During Saturday's court proceedings, Bo denied allegations he embezzled $800,000 from a government building project that ended up in his wife's account, but accepted some responsibility for not paying more attention to the transaction or stopping the illegal transfer. He has already told the court his wife is insane, and questioned the credibility of her testimony against him.
Saturday's proceedings included testimony from Wang Lijun, Bo's former top aide and the Chongqing police chief, who exposed the murder scandal last year when he fled to a U.S. consulate in fear of reprisals.
The Bo trial enters its fourth day on Sunday.
With the proceedings in Jinan closed to Western reporters, Bo's comments are taken from state media reports and lengthy trial transcripts posted on Chinese social media.
In court Saturday, Bo admitted slapping and dismissing Wang Lijun as police chief after Wang told Bo that his wife, Gu Khailai, had killed Heywood.
Prosecutors say Heywood was killed as a result of a financial dispute with Gu. After her conviction last year, Gu was given a suspended death sentence -- essentially a life term in prison.

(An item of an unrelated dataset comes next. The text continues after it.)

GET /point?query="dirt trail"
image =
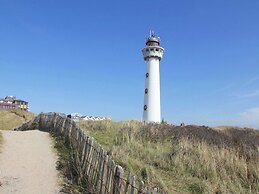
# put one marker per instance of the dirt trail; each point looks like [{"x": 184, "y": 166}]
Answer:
[{"x": 28, "y": 163}]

Wang testified Saturday that Bo drew blood when he hit him. The ex-policeman said he turned to the U.S. consulate in Chengdu for help because he feared for his safety.
Bo was removed as party secretary of Chongqing and ousted from the Politburo last year following Wang's disclosure to American diplomats of evidence about the Bo family's involvement in the murder. Wang was sentenced last year to 15 years in prison for covering up the killing.
Saturday's proceedings followed a dramatic video posted online in which Bo's imprisoned wife said he was aware that a wealthy businessman had given the family a string of expensive gifts, described by prosecutors as bribes. The prerecorded video released Friday provided the public's first glimpse of Gu since her sentencing.
Analysts say it is almost certain that China's top political leaders decided before Bo's trial even began that he would be found guilty and receive a lengthy prison sentence, as in other sensitive political trials in China.
The trial has already proved more dramatic and lasted longer than anticipated. A verdict is not expected until early September.